Porositiy and stability
The porosity of these COFs was investigated by the nitrogen adsorption–desorption isotherm measurement at 77 K. As shown in Fig. 2a and Supplementary Fig. 23a, the sorption curves of DEG-HEP-COF and DEG-COF show typical type I isotherm35, and possess BET specific surface area of 1030 and 920 m2 g–1, respectively. The total pore volumes of DEG-HEP-COF and DEG-COF are calculated to be 0.49 and 0.50 cm3 g–1, respectively, on the basis of the single point adsorption at P/P0 = 0.97. The pore sizes of these COFs center at 1.4 nm by the calculation of Original Density-Functional Theory, suggesting that the two samples are micropore-dominated materials. As shown in Supplementary Fig. 23b, the sorption isotherm of HEP-COF exhibits low BET specific surface area of 20 m2 g–1 and low pore volume of 0.03 cm3 g–1. The sorption curves of DEG+HEP-COF shows the combination of type I and II isotherm35, with BET specific surface area of 280 m2 g–1, pore volume of 0.18 cm3 g–1, and the main pore diameter of 1.4 nm (Supplementary Fig. 23c).
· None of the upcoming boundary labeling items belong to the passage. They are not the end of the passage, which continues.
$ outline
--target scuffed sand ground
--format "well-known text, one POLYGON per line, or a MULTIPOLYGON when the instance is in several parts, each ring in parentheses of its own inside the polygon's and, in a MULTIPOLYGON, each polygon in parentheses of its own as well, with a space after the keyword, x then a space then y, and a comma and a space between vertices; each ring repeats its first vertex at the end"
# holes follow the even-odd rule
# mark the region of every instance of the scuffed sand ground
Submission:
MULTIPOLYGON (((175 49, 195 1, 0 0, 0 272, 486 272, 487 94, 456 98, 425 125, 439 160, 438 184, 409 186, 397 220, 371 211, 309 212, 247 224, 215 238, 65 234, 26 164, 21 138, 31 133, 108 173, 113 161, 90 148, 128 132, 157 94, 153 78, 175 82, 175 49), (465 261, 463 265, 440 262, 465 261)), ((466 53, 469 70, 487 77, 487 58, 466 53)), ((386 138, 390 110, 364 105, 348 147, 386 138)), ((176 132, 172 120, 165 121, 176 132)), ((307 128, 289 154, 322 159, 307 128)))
Thermal stabilities of these COFs were measured by thermogravimetric analysis (TGA) under N2 atmosphere (Supplementary Fig. 24). All these COFs do not show obvious weight loss even until 400 °C, revealing their excellent thermal stability. Meanwhile, the chemical stability of DEG-HEP-COF was investigated. As shown in Supplementary Fig. 25, the crystallinity can be completely retained when the sample is soaked in tetrahydrofuran (THF), dimethylformamide (DMF), dimethyl sulfoxide (DMSO), methanol (MeOH), or n-hexane for 7 d, respectively. The chemical structure of the soaked sample was also examined by FT-IR, which exhibits an ignorable variation as compared with the original COFs. Consequently, the DEG-HEP-COF possesses strong chemical stability in organic solvents. However, COFs are unstable in aqueous HCl (1 M) and NaOH (1 M) solutions, obviously owing to the disassociation of imine linkages (Supplementary Fig. 26).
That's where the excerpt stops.